Jennifer Mace: The way that an SRE thinks about reliability for a given service is a thing that I like to talk about as appropriate reliability, which is to say, how important is this? What is the impact on the user if it fails? Okay. Then we are going to say, this is the application that displays the menus for the cafes at Google. It should probably work 90% of the time. It's not a big deal if it fails. You can walk to the cafe, that's fine. The cooks are not going to refuse to feed you. You will live. And once you have that and all you have the servers that register the clicks on advertisements for Google search, which, that needs to work. So maybe that we say is four nines. Once you have that number, which we call an SLO, a service level objective, that's the target, the amount of reliability you think is appropriate, we then say, okay, well your risk budget now, you can fail in the cafe's case 10% of your queries and it's fine.
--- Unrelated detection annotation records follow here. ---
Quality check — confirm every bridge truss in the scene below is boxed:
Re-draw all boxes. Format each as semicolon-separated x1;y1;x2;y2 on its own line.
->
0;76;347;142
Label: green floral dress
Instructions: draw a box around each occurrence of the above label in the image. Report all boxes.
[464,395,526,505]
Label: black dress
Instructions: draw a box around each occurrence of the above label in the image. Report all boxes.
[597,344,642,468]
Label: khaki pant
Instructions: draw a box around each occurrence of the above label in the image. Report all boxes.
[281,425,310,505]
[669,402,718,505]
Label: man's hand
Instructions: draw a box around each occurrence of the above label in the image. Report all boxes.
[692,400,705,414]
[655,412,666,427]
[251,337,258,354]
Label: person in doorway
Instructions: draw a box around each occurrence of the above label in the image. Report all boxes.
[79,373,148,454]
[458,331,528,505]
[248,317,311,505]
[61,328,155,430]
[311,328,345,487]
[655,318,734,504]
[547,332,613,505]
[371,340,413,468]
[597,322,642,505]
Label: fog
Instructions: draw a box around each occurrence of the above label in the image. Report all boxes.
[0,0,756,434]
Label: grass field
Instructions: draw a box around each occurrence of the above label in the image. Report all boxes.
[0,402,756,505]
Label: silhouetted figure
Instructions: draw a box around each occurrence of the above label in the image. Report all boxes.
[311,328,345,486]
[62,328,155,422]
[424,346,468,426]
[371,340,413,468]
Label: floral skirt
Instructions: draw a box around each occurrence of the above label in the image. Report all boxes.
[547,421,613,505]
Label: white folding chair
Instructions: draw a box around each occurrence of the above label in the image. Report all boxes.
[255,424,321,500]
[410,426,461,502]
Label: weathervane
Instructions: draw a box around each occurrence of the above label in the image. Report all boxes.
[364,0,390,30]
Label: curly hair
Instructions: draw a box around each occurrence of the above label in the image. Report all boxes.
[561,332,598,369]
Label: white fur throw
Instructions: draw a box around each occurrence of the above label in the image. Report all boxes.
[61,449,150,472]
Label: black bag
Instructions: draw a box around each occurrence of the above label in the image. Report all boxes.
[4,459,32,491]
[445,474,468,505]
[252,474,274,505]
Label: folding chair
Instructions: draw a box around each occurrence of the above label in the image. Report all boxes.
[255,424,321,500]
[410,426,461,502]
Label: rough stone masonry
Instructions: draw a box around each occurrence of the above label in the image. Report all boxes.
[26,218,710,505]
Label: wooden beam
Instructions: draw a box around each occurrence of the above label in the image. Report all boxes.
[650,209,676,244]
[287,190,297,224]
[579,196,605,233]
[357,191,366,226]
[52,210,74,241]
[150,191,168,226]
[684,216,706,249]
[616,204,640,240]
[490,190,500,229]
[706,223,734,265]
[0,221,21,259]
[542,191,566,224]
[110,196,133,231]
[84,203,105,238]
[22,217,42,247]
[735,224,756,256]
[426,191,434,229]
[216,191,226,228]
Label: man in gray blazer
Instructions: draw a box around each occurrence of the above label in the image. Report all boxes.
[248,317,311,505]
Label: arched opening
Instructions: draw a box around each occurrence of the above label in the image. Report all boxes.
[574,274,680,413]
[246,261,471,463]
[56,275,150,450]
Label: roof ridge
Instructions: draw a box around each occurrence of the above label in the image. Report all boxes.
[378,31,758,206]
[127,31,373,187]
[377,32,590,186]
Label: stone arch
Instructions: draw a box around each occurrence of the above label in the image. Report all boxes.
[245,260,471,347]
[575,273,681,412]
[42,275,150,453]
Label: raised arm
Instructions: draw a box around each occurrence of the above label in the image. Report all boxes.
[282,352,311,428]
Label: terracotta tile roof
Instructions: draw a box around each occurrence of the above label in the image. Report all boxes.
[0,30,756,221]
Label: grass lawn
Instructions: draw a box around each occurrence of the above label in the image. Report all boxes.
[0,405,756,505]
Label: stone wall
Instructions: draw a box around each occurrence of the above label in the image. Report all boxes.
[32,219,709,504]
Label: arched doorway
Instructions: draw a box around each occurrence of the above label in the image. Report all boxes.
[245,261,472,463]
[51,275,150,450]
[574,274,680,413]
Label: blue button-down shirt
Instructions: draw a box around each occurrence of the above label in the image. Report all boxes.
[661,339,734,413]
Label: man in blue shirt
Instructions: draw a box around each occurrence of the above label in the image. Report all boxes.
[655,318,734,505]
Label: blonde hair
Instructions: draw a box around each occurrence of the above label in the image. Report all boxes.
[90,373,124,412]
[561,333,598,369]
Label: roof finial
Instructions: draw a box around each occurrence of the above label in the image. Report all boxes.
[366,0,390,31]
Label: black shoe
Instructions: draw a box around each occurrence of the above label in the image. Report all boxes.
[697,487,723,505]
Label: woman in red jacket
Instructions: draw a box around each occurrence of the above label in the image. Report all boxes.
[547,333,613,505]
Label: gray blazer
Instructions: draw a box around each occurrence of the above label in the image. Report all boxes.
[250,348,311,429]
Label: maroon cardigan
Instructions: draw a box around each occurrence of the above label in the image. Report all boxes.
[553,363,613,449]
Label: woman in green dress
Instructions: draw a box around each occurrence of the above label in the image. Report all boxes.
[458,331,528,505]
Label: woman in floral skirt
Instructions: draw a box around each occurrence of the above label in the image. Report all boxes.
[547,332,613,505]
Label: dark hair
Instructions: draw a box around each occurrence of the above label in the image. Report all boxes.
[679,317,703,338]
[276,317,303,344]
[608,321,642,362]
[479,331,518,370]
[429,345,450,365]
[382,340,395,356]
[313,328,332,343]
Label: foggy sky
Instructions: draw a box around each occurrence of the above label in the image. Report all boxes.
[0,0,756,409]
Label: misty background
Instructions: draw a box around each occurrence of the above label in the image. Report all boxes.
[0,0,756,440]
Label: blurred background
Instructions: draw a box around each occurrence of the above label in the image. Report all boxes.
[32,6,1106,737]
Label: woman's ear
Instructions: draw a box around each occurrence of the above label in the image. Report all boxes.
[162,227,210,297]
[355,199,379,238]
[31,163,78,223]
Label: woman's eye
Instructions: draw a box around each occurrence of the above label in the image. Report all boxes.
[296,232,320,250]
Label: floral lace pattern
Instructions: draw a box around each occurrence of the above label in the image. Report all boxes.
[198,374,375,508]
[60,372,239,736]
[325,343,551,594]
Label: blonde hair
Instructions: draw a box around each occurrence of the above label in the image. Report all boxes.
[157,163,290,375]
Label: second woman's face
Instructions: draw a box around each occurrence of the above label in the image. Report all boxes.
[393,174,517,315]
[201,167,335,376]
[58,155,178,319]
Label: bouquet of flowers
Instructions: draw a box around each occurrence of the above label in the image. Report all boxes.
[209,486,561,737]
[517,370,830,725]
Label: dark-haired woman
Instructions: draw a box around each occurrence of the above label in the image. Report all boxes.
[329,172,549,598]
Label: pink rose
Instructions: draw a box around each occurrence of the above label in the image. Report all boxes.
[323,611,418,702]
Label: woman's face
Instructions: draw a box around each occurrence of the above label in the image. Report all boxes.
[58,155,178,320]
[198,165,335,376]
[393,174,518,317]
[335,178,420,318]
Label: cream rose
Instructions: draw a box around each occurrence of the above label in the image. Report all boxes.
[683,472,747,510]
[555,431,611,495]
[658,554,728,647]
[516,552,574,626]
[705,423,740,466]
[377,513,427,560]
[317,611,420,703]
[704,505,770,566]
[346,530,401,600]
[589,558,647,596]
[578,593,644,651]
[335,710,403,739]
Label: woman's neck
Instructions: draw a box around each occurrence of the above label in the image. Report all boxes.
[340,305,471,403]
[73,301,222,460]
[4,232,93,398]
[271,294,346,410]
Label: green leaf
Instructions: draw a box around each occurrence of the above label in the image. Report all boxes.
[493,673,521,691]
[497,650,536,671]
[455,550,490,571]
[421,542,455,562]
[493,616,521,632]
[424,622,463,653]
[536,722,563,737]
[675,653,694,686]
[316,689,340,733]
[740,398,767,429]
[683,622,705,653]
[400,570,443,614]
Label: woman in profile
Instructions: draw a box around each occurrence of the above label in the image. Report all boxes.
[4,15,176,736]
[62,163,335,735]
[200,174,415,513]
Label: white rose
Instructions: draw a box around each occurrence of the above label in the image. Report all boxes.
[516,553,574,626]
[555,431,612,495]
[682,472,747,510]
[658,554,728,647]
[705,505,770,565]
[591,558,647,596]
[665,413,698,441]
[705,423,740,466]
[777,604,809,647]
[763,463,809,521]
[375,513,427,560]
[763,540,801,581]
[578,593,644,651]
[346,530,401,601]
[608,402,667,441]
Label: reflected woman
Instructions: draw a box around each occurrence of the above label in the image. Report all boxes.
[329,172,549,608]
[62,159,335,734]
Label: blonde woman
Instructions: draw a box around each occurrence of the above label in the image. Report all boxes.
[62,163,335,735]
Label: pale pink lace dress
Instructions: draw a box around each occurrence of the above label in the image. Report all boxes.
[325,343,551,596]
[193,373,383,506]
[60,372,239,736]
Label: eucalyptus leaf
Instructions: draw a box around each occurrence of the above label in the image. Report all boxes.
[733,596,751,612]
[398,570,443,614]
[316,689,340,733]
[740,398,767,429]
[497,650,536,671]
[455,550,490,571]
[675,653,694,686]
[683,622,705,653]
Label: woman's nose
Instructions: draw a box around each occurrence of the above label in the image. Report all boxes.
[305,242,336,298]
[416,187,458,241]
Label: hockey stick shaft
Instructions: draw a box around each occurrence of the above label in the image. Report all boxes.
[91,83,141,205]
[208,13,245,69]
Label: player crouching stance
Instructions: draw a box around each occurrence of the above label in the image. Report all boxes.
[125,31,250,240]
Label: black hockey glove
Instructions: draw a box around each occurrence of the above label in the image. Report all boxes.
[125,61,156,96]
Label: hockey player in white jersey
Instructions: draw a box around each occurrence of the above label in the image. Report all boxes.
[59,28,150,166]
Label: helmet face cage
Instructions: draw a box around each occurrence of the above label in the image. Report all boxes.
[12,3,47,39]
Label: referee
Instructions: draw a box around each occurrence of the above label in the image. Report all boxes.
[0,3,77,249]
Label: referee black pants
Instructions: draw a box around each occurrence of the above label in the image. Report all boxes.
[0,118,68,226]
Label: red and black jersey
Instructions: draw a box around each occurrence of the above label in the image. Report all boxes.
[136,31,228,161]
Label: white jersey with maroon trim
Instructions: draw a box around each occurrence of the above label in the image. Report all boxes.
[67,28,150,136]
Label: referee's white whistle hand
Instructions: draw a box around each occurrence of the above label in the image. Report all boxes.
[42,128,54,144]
So you want to redeploy everything onto Ruby on Rails because you feel like that will be fun this week and maybe you take it down for an hour, that's fine, go for it. You want to try doing this all in Haskell, I mean, it's your funeral, but have fun. Whereas if you are, say the web traffic servers for the whole of Google, you can have one minute of downtime a year or a second of downtime a year, and that's your risk budget. And so you behave very differently towards your service. You start over provisioning, you start thinking about N plus one or N plus two redundancy, having extra services in case an entire region goes down, the whole region can be filled in your spare capacity and this is expensive. And the other aspect of risk is also how fast do you move, how shoddy can you be versus how careful do you have to be in validating things before you even release them?

Because there's a lot of things that we can do to edge closer to a hundred percent reliability. Things like full scale reproduction of the production environment in a load test, right? In a test bed situation. That's expensive, takes a lot of people to work on it. It will always be going out of date. You only do that if you have a very low risk budget. Whereas if you have a medium risk budget, what you maybe do instead is you do the rollout on production, but to 1% of the instances and you canary it in production because if those 1% fail, you can fix that inside of 10 minutes and that doesn't blow your risk budget.

How does the trade-off between innovation speed and reliability play out in practice?

Charles Humble: There's a related thing, and again, this does come up in the book, which is that there is effectively a trade off between, I guess we might call it innovation speed and reliability. How do you find that that plays out in practice?

Jennifer Mace: Well, I think that there's a question about what you mean by innovation speed, right? So it is generally true that most outages happen due to some change that the operators have performed. This is not universally true. We've definitely had, you know, Flappy Bird caused many outages in the ad stacks back in the day because it was sending much more load than we expected because it was a viral sensation, which is the sorts of silly things you can't predict, right? There's the success disasters. Setting those aside for a sec.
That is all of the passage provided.